Pressure Drop and Flow Characteristics in a Diffuser with a Dimpled Tube

Abstract

The pressure drops and flow characteristics in a diffuser fitted with a semi-dimpled tube are numerically studied. Air is selected as a working fluid and its physical properties are modelled using pressure and velocity distribution. The study reveals that every semi-dimple acts as a vortex generator. They provide the flow with intensive vortices between the dimpled surface and the diffuser wall. Therefore, they cause an enhancement in the pressure drop inside the diffuser. The performance of the dimples consisting of sphere type dimples with 5 mm in diameter. Three “Reynolds number” operated in the range of 25000 ˂Re˂ 50000 that is based on the hydraulic diameter of the diffuser Dh. The variation in Reynolds number is examined to further investigations of the pressure drop and flow characteristics of the diffuser. The numerical simulations are conducted using incompressible steady-state Reynolds Averaged Navier Stokes equations and the turbulence model “RNG k-e is utilized in the current study.
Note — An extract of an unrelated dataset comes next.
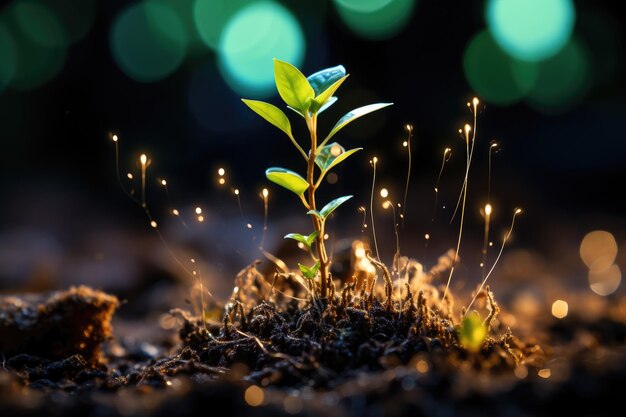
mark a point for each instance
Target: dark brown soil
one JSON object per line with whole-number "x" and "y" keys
{"x": 360, "y": 355}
The flow characteristics of the diffuser with semi-dimpled tube are analysed and compared in terms of pressure contour, velocity profile, and velocity vectors, at the operating range of Reynolds numbers. The results are discussed to point out the flow structure mechanisms. It is found that equipping the diffuser with a semi-dimpled tube leads to an increase in the recirculation and vortices inside and near the dimples area. Therefore, they have a considerable influence on the flow field. For the diffuser equipped with a semi-dimpled tube, it is noted that the flow characteristics depend on the Reynolds number. The pressure drop in the flow direction becomes lower with increasing Reynolds number. The findings indicate that for the semi-dimples, increasing Reynolds number increases the velocity distribution significantly due to better mixing of the air.